Oh my, why am I skipping an experience I had in my 2nd year in the university? Ok ok, I’m going to share the experience with you, but please don’t blame or insult my lecturer, guess the fault is from his ignorance about life.

Just like I noted earlier, it was in my 2nd year. In my department, there were times when lecturers would give tests unannounced. Like, impromptu tests, and as a blind student, I always kept my writing material (typewriter) in the class so as to participate in any unforeseen class exercises.

So, on this faithful day, the lecturer stormed into the class; and you know their usual order whenever they want to give an impromptu test, ‘everybody, tear a sheet of paper,’ he hollered. Knowing my typewriter was functional plus I’d spent the previous night running through the lecturer’s notes was what armed me with all the assurance of scoring high in the test. So, I found my way down to where my typewriter was, placed it on the table, set the paper on it and struck the keys carrying the letters making up my name and registration number.

The hall went quiet, guess everyone was in anticipation of the test questions, but Mr. Lecturer gave our expectation a different twist by sending all of us out of the hall. Maybe he had this conviction that the congestion in the hall would pave a wide way for cheating, so he divided the class into batches and asked the 1st batch to enter the hall for their test.

I fell under the 2nd batch, so I had to stay outside till the 1st batch finished writing. ‘tick tack tick tack’, Some minutes lapsed and it got to our turn to go in for the test, I marched along with the queue’s direction and finally settled at the spot where I had kept my typewriter.

Lo and behold, my village people were so powerful to the extent of travelling from Ibadan down to Nsukka in just a blink. Like, my typewriter had busted, it was so stiff that the carriage wasn’t moving at all. Damn! What the heck just happened?!! At the other end, Mr. Lecturer had already called the 1st question and was waiting for us to answer before calling the 2nd question. I was destabilized, perhaps because I don’t joke with my marks.

“Sir, please I’m having an issue here”, I called on the lecturer for some help, at least to inform him of what sudden fault my typewriter had developed, but his response sounded saucy. Or what would you have thought if you got a response like, ‘Yes Adeleke, what’s your problem?!’, in a very harsh voice?

Well, I could instantly smell insult, but tell me what makes a man if he can’t stand by his words. So, I replied him thus, “sir, my typewriter just had a fault, but I’ll be glad if I can get someone whom will help pen down my answers while I dictate them”. Mind you, I made that suggestion because students who weren’t members of my class were passing, and as a lecturer that he is, it was never an issue to beckon at a student to come write for the blind student in his class. Besides, that wasn’t going to be the first time of employing that method in cases of impromptu tests, so it was never a big deal.
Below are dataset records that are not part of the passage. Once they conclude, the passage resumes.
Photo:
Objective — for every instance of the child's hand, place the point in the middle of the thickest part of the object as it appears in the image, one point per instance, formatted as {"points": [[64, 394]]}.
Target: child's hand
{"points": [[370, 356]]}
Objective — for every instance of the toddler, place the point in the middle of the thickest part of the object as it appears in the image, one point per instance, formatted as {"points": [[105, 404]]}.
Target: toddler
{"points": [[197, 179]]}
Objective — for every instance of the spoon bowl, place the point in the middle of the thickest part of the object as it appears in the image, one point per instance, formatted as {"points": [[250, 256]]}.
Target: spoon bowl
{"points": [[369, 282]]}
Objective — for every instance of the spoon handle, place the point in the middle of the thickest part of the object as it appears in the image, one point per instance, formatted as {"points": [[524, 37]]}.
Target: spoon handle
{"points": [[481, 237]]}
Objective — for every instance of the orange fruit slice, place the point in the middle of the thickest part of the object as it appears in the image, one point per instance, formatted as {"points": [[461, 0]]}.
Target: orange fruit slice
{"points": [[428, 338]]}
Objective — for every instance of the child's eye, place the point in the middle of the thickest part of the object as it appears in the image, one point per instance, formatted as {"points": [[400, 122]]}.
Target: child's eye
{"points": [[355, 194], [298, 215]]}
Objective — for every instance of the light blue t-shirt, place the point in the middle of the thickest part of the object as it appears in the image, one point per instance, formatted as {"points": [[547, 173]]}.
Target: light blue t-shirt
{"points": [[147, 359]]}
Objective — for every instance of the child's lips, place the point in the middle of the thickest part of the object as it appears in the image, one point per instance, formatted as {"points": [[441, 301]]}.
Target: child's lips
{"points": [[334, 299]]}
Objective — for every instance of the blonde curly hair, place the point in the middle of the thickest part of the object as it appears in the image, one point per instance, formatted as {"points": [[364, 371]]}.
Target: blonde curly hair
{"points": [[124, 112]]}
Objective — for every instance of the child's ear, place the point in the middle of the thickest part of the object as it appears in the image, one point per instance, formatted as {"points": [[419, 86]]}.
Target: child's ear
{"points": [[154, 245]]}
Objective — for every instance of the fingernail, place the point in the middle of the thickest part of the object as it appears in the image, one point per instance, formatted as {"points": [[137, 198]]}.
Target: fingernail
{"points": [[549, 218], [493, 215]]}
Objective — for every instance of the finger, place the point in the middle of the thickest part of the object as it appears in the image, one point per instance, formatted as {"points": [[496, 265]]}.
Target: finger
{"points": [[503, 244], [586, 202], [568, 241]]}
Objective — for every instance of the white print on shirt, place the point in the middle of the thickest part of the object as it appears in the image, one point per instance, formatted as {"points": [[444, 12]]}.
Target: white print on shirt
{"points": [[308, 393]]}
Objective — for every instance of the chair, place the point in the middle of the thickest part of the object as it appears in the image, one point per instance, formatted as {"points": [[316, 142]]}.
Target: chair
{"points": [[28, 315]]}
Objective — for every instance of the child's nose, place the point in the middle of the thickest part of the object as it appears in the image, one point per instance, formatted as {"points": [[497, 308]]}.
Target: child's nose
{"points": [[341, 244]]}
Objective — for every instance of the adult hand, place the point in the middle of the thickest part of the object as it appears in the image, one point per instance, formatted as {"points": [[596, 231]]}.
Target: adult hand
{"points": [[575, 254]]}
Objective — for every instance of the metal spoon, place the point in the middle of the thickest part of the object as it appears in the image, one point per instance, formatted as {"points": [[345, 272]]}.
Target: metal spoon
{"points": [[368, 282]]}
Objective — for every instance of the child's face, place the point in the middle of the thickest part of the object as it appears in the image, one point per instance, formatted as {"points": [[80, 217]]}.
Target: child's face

Oh lord of mercy! I heard the insults of my life that day. He started by mumbling some words, then graduated to yelling, “What’s you guys problem? Who gave you admission to this school self? Why didn’t you go to a blind university where you can cope? Why are you always giving me problem in this class?!.. He ranted, raved and raged at me for some seconds before getting off my neck.

Maybe I felt a little bad, probably because it was in the presence of a considerable number of students; but how to get the test done was my main worry. Some of my classmates who were outside but captured the whole insulting scene quickly went hunting for a guy who later wrote the test for me.

Immediately the test was over and the lecturer left, some of my friends in class approached me and were like, ‘don’t mind Mr. Lecturer Demmy, all is well’. Mind Mr. Lecturer? Why on earth will I mind him? At least I can boast of an area where I’m more knowledgeable than him, he knows nothing about the twists of life while I know so much on that already.

Nine years ago, I had my sight, but today, I’m a blind Nigerian. Who knows tomorrow? Who knows what will become of him tomorrow? See, you’d better not mock me because what you see today may not be there tomorrow..

I eventually had an A in the course the lecturer took us on. Hey peeps! One word for Mr. Lecturer please.